All those sleepless nights! All that raucous singing! And here’s the result. This clay-colored robin chick recently fledged outside my kitchen window in downtown San José and posed for his first photos with and without mom.
His scientific name is decidedly unattractive: Turdus grayi. (Some grumpy, rudely awakened sleepers might think it quite apt.) But his Spanish name rolls off the tongue: yigüirro. By whatever name, the chick has the distinction of joining the ranks of Costa Rica’s national bird.
Why, with all the gorgeous birds flying around Costa Rica, did the powers that be choose this homely, very common – and very noisy – bird?
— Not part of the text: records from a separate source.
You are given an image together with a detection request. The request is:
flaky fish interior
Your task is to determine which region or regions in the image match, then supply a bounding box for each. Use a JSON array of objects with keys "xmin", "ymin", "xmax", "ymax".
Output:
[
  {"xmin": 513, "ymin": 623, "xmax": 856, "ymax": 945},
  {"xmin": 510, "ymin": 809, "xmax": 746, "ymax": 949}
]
Precisely because of its song. As Alexander Skutch wrote in “A Guide to the Birds of Costa Rica,” the song is “a long-continued (!) caroling of varied phrases, mostly rich and melodious, containing slurred whistles, warbles, short trills, and now and then dry, piercing notes… the song is said by local people to ‘call the rains,’ and has earned the yigüirro its status as Costa Rica’s national bird.”
For those of you who still aren’t convinced that the new life – both of robins and the rain-replenished earth – was worth the constant “caroling,” usually starting around 4 a.m., you can take consolation in knowing that the clay-colored robin’s song is rarely heard outside the breeding season.